6/ Fécondité : l'amorce d'une diminution ?
L'Indice Synthétique de fécondité (ISF)
est obtenu à partir du cumul des taux de fécondité par
âge 18
d'une année du calendrier. Il correspond au nombre
moyen d'enfants vivants que mettrait au monde une femme à la fin de sa
vie féconde, si elle subissait toute sa vie les taux de
fécondité par âge observés l'année
d'observation. Cet indice repose donc sur le raisonnement d'une
génération fictive.
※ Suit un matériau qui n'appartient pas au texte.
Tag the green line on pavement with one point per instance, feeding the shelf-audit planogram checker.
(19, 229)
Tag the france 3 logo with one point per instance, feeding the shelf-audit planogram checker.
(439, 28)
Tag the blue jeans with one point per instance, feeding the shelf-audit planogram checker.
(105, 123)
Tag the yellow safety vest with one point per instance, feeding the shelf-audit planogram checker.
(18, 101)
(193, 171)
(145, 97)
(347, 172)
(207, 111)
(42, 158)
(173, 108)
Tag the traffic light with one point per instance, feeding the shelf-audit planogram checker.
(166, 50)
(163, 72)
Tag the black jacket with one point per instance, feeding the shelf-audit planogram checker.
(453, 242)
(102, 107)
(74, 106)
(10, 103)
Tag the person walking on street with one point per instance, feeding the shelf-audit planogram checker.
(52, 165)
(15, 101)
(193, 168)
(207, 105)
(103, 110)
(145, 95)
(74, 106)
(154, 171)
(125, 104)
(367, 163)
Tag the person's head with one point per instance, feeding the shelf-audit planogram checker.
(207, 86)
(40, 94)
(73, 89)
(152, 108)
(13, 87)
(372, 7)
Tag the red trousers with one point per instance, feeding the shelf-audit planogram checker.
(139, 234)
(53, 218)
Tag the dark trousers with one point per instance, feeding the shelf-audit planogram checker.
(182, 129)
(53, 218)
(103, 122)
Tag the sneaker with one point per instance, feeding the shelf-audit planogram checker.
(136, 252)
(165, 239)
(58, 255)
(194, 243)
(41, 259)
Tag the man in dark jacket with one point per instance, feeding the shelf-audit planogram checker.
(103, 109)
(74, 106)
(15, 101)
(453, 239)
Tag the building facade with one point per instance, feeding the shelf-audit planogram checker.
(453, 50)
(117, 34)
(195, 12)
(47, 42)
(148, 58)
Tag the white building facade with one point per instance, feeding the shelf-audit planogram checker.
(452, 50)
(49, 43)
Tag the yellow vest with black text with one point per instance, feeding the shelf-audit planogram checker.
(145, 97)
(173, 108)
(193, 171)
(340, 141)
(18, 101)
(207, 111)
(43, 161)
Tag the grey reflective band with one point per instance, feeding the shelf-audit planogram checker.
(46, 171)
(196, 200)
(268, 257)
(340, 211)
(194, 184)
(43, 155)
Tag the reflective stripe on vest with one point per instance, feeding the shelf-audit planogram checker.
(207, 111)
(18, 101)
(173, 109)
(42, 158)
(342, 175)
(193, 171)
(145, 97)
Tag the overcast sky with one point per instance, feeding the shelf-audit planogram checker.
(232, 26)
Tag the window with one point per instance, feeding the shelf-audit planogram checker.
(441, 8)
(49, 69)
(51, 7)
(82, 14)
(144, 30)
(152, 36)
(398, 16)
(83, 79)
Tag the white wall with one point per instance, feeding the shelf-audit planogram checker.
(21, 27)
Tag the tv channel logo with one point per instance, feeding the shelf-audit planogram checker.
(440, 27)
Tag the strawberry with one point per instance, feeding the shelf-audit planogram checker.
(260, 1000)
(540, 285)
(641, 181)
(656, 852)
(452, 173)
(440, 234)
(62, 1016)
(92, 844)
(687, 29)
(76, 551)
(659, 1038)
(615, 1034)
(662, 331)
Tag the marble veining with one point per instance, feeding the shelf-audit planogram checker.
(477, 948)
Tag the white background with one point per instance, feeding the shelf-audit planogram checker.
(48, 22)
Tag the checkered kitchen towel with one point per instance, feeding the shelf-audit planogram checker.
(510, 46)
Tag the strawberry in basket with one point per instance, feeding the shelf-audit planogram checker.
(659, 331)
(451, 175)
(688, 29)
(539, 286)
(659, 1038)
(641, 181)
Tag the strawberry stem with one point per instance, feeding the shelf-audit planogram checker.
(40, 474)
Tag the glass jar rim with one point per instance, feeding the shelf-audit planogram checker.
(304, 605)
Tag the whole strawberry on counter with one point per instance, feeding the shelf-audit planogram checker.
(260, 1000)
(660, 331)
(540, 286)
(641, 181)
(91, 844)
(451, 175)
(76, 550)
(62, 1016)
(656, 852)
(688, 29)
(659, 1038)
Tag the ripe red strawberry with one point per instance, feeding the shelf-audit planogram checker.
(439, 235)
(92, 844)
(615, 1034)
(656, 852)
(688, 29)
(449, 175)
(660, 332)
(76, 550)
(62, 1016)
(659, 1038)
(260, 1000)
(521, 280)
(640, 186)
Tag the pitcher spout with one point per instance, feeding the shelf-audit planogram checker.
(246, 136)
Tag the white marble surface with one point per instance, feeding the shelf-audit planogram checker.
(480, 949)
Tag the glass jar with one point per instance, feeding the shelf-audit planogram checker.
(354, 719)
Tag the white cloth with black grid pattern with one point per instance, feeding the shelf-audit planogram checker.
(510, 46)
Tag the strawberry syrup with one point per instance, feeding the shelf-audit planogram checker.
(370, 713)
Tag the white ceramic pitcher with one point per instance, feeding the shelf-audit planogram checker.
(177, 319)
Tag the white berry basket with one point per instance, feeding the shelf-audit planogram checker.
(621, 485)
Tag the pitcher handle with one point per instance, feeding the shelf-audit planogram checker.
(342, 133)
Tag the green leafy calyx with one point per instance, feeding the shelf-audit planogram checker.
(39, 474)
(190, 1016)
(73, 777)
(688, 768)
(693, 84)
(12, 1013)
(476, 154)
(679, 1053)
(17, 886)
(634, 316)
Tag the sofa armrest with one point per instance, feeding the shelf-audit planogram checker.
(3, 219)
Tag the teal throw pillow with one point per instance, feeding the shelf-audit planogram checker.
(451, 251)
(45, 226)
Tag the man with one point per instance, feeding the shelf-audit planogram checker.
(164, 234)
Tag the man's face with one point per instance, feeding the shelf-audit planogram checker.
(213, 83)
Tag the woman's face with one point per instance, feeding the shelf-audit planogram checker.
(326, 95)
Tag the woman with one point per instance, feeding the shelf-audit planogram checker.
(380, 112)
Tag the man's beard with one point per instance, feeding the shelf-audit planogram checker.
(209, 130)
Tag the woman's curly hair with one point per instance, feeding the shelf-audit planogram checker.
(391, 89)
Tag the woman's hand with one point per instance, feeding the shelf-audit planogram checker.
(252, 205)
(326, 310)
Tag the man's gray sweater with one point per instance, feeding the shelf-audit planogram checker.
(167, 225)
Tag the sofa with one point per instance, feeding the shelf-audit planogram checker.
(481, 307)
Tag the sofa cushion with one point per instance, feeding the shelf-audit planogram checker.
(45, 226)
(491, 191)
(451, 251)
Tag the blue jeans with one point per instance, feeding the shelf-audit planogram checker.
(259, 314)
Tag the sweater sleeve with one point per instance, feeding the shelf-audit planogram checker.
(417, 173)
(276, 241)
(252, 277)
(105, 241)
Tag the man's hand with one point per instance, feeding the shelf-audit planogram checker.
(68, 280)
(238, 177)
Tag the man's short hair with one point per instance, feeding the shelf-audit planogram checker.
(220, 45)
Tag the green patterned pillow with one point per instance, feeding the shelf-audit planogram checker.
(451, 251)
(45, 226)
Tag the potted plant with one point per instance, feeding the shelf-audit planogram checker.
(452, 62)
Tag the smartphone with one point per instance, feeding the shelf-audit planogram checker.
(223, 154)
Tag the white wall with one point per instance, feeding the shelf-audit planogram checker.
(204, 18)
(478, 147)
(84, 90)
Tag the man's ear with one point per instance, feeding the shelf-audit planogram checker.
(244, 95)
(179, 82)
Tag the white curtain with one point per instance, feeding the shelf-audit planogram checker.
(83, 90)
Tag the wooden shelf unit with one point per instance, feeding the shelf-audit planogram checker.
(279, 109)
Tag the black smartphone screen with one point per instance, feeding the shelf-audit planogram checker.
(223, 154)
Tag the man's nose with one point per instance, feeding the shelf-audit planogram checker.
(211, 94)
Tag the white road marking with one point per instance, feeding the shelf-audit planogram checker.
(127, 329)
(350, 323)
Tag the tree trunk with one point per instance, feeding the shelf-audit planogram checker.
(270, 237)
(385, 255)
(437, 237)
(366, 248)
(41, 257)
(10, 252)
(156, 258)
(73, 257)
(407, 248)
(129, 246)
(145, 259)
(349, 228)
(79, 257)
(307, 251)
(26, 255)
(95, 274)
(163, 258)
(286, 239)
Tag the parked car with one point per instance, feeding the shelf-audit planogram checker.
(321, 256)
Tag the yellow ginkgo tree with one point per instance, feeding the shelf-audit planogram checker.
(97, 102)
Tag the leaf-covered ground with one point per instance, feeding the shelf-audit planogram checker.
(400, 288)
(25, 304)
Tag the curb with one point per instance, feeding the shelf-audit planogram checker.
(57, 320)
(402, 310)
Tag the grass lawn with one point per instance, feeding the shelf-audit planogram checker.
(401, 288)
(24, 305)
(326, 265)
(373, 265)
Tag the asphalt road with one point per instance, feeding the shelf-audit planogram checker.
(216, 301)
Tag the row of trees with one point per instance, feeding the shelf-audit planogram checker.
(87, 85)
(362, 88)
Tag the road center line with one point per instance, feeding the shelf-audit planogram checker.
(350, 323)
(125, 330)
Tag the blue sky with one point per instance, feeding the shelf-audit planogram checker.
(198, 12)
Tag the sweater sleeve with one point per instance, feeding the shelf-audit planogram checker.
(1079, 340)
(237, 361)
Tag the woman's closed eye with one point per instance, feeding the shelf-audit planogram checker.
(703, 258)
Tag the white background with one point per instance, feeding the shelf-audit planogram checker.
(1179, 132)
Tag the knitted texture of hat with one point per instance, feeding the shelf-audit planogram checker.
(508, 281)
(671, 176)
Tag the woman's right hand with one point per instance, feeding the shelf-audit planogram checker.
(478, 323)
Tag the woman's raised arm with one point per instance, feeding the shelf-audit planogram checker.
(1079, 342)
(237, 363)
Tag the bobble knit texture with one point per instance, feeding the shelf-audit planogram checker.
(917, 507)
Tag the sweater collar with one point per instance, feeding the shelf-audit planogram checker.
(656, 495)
Pour le calculer, on utilise donc les taux de
fécondité par groupes d'âge quinquennaux, que l'on
additionne, et l'on multiplie le résultat par cinq. La descendance
finale correspond quant à elle au nombre moyen d'enfants nés
vivants qu'a eu effectivement une femme au cours de sa vie. La descendance
finale est mesurée en demandant lors d'une enquête aux femmes en
fin de vie féconde (45-49 ans), le nombre d'enfants vivants qu'elles ont
mis au monde. La mesure de l'ISF comme celle de la descendance finale,
comprennent des biais relatifs à la mémoire des
évènements, où au fait que les individus confondent
parfois mortinatalité (enfant mort-né) et mortalité
néonatale précoce (enfant mort au cours de la première
semaine).
D'une façon générale, l'ISF a peu
baissé au Burkina Faso si l'on compare le chiffre en 1950 (6,1) et en
2010 (5,94), selon les Nations Unies. En fait, selon les chiffres, l'ISF aurait
même connu une hausse entre 1950 et 1985 (jusqu'à 7) pour baisser
par la suite.
Evolution de l'Indice Synthétique de
Fécondite, Burkina, 1950-2050
7,02 7,06 6,94
6,7
6,71
6,56
6,35
6,4
6,1
6,24
6,14
5,94
nombre d'enfants par femme
Source : Nations Unies.
Selon les chiffres des différentes enquêtes et
recensements nationaux cette-fois, l'ISF baisse depuis 1985, mais mois
rapidement. Ainsi, de 7,2 en 1985, il passe à 7,3 en 1991, 6,9 en 1993,
6,8 en 1998-1999, 6,2 en 2003, et 6,2 en 2006. L'ISF au Burkina Faso demeure
ainsi les des plus important d'Afrique Sub-saharienne, avec le Niger et le
Bénin notamment.
Le graphique suivant nous permet de comparer l'ISF avec la
descendance finale, en 2006, selon le milieu de vie. Au niveau national, l'ISF
est très légèrement inférieur à la
descendance finale, ce qui indique une baisse de la fécondité.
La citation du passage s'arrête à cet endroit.